Teacher view: every submitted photo in a grid with captions underneath. Each one has a "Show on screens" button that pushes that submission to every guest screen as a full-size view. Has a "Clear all" button at the top.
[Paste the Connected Superpower AI Instructions]
Here's the app built with the above prompt: Show and Tell
The AI handles the photo upload, the live sync, the dashboard layout, and the broadcast logic. You just describe the experience.
Using images and other files
If your activity needs guests to upload an image (a meme, a drawing, a photo of their work) or a teacher to push an image to every screen, the chatbot wires in Teacher Hive's upload helper automatically. You don't have to mention it. Just describe the behavior in plain English.

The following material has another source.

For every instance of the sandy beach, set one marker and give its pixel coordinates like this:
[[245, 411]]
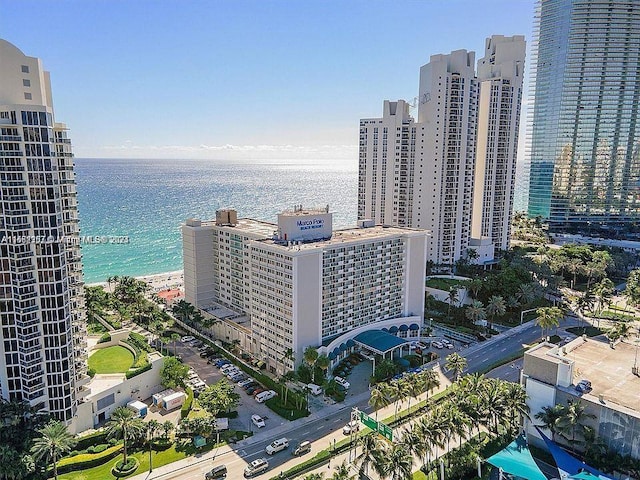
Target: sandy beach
[[158, 281]]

A few things worth knowing:
- 10 MB per image. Anything larger is rejected with a friendly error.
- Pooled storage. Your Connected Superpower image uploads share the same space as your File Locker files. Pro is 2 GB total; Builder is 50 MB total.
- View and clear from File Locker. Visit My File Locker to see each app's uploaded images. You can clear them per-app without deleting the app itself.
- Stale apps clean up automatically. If an app sits unused for 12 months, you'll get an email warning, and the files will be removed a month later. The app HTML stays put; only the uploads go.
Common app patterns to try
Patterns that consistently work well as a starting point:
- Word cloud: students submit a word, teacher reveals the cloud sized by frequency.
- Poll: students pick an option, teacher sees live tallies and reveals the winner.
- Meme push: students build a meme, teacher picks one to broadcast to every screen.
- Collaborative story: students add the next sentence; teacher picks which one to keep.
- Exit ticket: students type one thing they learned; teacher watches answers stream in.
- Game show: students hit a buzzer; teacher sees who buzzed first and awards points.
- Vote on submissions: students submit, then vote on each other's entries.
What's already handled for you
You don't have to ask your AI for any of these. Teacher Hive handles:
- Anonymous nicknames. Every guest gets a stable handle like "BraveOtter."
- Language safety. Anything a guest writes is checked before it's saved. Blocked content never reaches the screen.
- Live updates. Data changes propagate to every screen within a couple seconds.
- Saving and loading. Data persists until you clear it from the teacher view.
- Responsive design. The AI builds layouts that work on mobile and desktop by default.
When something is not quite right
Most issues fall into a few buckets:
- The AI invented a function that doesn't exist. Describe the error to your AI and ask for a fix.
- The Teacher dashboard is missing or broken. Tell the AI: "I need a Teacher view that shows X, Y, Z. Make sure both views are fully built and the Teacher view is shown only to me."
- Things stop working after several iterations. The chatbot may have drifted from the rules. Paste the AI Instructions into the chat again as a refresher.
- You can't preview the Superpower in your chatbot's canvas. Canvas previews don't connect to Teacher Hive. Paste the code into the Add App form and test on Teacher Hive itself.
If you get stuck, the simplest fix is usually to describe the symptom in your AI conversation and ask for a fix, or start a fresh conversation with the AI Instructions and rebuild.